目の前の少年の無垢さは、彼らによく似ていた。
「誰?」
顔を見られた。始末しなければ、と理性が告げている。
家族の顔が重なって、体が痺れたように動かない。きっとあの日の彼らも、目の前に見知らぬ男が立っていることの意味を、理解できていなかったに違いない。
少年をどうするつもりだったのか、後から思い返してもわからない。わからないままに、少年に向かって手を伸ばしていた。
悲鳴で、ショロトルは我に帰った。廊下をバタバタと人の走る音が近づいてくる。
とっさにドレッサーの前の椅子を窓ガラスに向かって投げつけた。割れた窓から外に飛び出し、屋根に登る。助走をつけて屋根から塀に飛び移り、夜の街に身を投げた。
時間をかけて屋敷の周辺に、体を慣らした。どこに逃げれば追っ手を撒けるのか体が覚えている。暗がりに着地し、人ごみに紛れられる繁華街を目指す。
角を曲がったところでランプの赤々とした灯が向けられ、暗闇に慣れていた目が眩んだ。
踵を返そうとしたが、そちらにも人が立つ気配がした。顔を覆いながら周り窺うと、それなりの人数がランプと武器を携えて周りを囲んでいた。
光が目に刺さる。頭がひどく傷んだ。
「お前、闇に紛れるには向かない髪してるなぁ」
緊張感のない間延びした声が聞こえる。明るさに目を慣らしながら伺うと、顔に傷のある壮年の男が立っていた。松明を持たない代わりに酒瓶を持ち、尊大に構えている。この集団のリーダーらしい。
「悪いが今は取り込み中だ。後にしてくれないか」
「生意気な小僧だ」
男は忌々しそうに顔を歪めた。瓶に口をつけ、ワインを呷る。
「近頃この辺りで稼いでるみたいだな」
「見た目より慎ましくてね、それほど稼いじゃいない」
彼は心底どうでもよさそうに肩をすくめた。
「そうかい。俺はこの街の盗賊ギルドを預かっているギデオンだ。死にたくなければ覚えておけ」
「ギルドマスター御自らお出ましとはありがたいね。俺の仕事ぶりがよほど気に入ったか」
「勝手をされるのは困る。見逃すのは沽券にかかわるからな。相応の制裁は受けてもらうぞ」
無秩序に見える集団の中にもルールがある。そうである限り、盗みが略奪に至ることはなく、街は表面上つつがなく回る。

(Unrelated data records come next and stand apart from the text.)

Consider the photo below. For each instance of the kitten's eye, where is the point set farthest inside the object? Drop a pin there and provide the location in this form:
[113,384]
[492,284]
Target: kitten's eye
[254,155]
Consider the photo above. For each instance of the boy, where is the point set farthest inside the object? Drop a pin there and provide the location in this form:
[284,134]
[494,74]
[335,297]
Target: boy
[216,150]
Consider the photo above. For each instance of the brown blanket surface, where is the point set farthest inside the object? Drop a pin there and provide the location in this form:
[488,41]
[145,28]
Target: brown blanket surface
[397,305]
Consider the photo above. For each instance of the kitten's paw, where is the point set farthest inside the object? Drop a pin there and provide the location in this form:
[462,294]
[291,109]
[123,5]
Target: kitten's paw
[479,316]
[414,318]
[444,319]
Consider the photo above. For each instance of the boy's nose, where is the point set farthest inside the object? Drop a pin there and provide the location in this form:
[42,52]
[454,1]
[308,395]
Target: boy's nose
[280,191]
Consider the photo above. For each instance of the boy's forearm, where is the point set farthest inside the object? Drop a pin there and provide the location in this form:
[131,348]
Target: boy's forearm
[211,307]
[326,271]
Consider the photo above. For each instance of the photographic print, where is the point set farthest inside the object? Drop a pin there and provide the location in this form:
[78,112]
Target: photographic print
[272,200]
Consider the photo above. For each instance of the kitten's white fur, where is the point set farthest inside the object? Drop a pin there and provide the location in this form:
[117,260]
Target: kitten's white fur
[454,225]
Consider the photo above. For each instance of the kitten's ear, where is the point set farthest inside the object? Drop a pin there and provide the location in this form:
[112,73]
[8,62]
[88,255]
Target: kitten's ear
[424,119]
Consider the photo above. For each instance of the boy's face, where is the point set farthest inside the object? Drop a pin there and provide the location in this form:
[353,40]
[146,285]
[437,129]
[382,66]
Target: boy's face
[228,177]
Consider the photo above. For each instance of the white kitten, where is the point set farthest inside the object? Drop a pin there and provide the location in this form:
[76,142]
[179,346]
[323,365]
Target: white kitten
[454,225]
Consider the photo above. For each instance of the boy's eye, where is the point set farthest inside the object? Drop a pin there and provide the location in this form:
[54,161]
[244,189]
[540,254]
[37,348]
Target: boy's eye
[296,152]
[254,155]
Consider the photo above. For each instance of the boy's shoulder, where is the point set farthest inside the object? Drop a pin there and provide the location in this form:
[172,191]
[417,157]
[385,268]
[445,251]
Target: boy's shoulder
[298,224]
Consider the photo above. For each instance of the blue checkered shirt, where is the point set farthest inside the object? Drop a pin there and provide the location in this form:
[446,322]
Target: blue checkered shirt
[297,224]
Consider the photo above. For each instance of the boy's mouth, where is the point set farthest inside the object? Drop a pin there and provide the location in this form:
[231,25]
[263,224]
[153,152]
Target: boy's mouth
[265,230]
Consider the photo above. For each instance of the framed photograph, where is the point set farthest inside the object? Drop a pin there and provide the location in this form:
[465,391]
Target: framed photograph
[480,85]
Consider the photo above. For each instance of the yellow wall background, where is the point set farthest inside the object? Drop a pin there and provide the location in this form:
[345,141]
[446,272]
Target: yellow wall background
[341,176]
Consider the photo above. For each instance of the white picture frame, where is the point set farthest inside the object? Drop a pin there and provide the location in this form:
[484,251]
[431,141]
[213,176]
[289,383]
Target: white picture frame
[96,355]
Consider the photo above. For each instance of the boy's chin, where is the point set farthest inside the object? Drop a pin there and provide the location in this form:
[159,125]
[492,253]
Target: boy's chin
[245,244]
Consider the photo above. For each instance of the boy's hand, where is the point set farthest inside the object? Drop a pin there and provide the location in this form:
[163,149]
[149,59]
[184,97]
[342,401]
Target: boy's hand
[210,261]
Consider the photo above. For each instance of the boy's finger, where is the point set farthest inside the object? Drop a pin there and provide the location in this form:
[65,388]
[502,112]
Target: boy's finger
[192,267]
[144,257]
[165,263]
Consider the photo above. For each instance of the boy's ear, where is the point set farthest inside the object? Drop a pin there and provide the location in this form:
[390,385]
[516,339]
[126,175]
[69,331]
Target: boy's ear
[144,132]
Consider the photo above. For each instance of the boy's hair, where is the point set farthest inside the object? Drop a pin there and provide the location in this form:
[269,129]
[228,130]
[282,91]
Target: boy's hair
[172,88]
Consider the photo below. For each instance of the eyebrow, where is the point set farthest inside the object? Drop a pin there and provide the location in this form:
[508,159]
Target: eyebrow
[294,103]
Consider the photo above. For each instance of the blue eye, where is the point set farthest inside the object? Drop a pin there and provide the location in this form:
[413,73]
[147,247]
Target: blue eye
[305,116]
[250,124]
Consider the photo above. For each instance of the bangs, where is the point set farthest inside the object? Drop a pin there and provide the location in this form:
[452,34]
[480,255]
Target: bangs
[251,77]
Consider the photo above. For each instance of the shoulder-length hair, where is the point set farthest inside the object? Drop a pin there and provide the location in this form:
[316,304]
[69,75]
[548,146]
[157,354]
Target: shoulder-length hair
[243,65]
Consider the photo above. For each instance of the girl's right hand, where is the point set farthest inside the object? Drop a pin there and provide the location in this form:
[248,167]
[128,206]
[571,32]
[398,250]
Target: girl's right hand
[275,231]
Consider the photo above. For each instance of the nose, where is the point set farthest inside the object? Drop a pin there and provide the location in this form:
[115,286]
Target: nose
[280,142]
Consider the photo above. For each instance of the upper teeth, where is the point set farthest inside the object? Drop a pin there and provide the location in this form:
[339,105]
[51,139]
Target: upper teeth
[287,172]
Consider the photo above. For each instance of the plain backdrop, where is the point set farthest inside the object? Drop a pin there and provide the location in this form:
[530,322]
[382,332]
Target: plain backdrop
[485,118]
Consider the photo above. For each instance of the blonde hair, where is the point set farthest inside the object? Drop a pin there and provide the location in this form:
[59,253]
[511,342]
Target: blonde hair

理解はできる。しかしそれはこの街で長く暮らしている者のルールだ。流れ者のショロトルには守る義理がない。
「縄張りを荒らしたことは謝る。俺の腕なら制裁より双方にとって、もっとい」
ショロトルの言葉は、ギデオンの振りかぶったワインの瓶に遮られた。
ガラスの砕ける音。
脆い瓶だったが額に当たって砕けた衝撃は、意識を揺るがすのに十分なものだった。立っていることができず、膝をつく。
「交渉の真似事はやめろ。いけ好かないガキだ」
手を当てると、血の手触りが指先を濡らした。灰色の髪に染み込んだワインがポタポタと肩に滴る。ワインと血の赤色がシャツが重ねられていく。
立ち上がろうとした時、頭に更に強い衝撃が走り意識が途絶えた。